The Gamma function, represented as \(\Gamma(n)\), is a crucial element in various branches of mathematics and science, such as probability and physics. It is often introduced as an extension of the factorial function to complex and real number arguments, defined by the integral:
\[ \Gamma(n) = \text{int}_{0}^{\infty} x^{n-1} e^{-x} dx \]
for real numbers n greater than zero. In the context of our exercise, the Gamma function allows us to express the Beta function in terms of more elementary components when dealing with the integral of powers of \(x\) over a square root of \(1 - x^2\).
When substituting the Beta function into our problem's solution, we use the identity connecting it to the Gamma function. For example, with even m:
\[ \frac{1}{2}B(n+1, \frac{1}{2}) = \frac{1}{2}\frac{\Gamma(n+1)\Gamma(\frac{1}{2})}{\Gamma(n+\frac{3}{2})} \]
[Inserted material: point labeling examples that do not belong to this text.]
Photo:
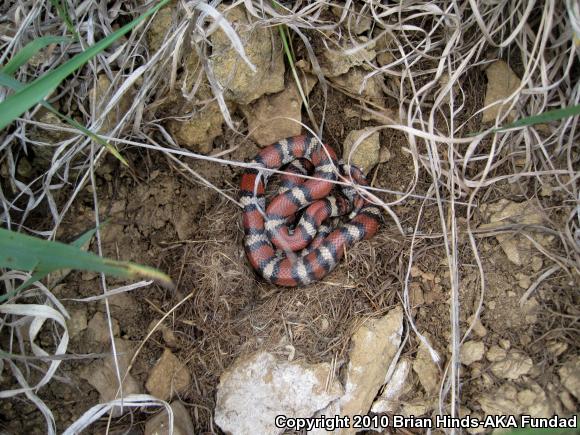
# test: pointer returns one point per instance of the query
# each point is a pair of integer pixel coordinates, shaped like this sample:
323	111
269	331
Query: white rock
168	377
514	365
240	83
501	402
374	345
535	402
257	388
102	375
426	370
388	400
471	351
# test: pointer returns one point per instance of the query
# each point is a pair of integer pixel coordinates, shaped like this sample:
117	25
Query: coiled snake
313	248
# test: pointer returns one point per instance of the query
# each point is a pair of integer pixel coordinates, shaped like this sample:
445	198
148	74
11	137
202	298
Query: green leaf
23	252
19	102
550	115
11	83
30	50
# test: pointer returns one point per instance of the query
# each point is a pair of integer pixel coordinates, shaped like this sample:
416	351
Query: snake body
309	252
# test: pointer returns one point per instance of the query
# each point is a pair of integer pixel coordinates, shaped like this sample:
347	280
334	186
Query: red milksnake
270	245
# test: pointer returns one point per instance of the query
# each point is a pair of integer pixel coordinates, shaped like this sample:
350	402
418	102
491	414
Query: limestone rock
239	82
366	154
535	402
388	401
501	402
257	388
518	249
262	115
471	351
501	83
512	366
159	27
199	130
334	62
169	376
426	370
374	345
357	21
159	424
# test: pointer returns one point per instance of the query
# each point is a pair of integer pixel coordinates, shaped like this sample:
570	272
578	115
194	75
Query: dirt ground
160	218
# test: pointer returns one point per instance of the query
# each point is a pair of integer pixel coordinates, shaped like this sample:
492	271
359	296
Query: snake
291	254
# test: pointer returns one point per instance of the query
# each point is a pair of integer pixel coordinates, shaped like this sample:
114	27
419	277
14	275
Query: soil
160	216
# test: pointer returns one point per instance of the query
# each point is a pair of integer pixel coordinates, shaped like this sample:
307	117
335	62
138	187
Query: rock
471	351
354	82
426	370
334	62
524	281
568	401
194	125
478	328
374	345
518	249
102	375
556	348
198	132
77	322
98	329
366	154
182	424
501	402
239	82
257	388
513	365
388	401
264	129
168	377
501	83
570	376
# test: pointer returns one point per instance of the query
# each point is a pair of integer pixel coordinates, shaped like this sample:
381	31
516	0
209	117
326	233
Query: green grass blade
23	252
30	50
551	115
19	102
14	84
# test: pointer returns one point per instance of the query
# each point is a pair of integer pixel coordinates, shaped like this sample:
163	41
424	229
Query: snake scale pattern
313	248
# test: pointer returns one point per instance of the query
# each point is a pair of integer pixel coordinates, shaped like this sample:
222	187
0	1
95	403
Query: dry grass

This remarkable interrelation transforms the problem into a form where we can directly apply values to find the solution without needing to compute the full integral from scratch. It streamlines the process of solving integrals by utilizing the properties of these higher-level functions.

Integration Techniques

Integration techniques are the various methods used to evaluate integrals, which are key components in integral calculus. The exercise provided illustrates the importance of selecting the correct method based on the nature of the function being integrated.
For cases when m is even, the substitution \(x = \sin(t)\) is used, taking advantage of trigonometric identities and the inherent symmetry of the function over the interval [0,1]. The substitution simplifies the integral by changing the variable from x to a trigonometric function, which is then more easily integrated using the Beta function as demonstrated.
For odd values of m, the integral requires a slight adjustment but still follows a similar approach. In both cases, the ability to choose and apply the right technique—trigonometric substitution in this instance—greatly simplifies the problem.
Understanding these integration techniques, such as substitution, parts, trigonometric integration, and integration of rational functions, gives one the tools needed to tackle a wide range of integrals, including those found in homework exercises or more advanced mathematical problems.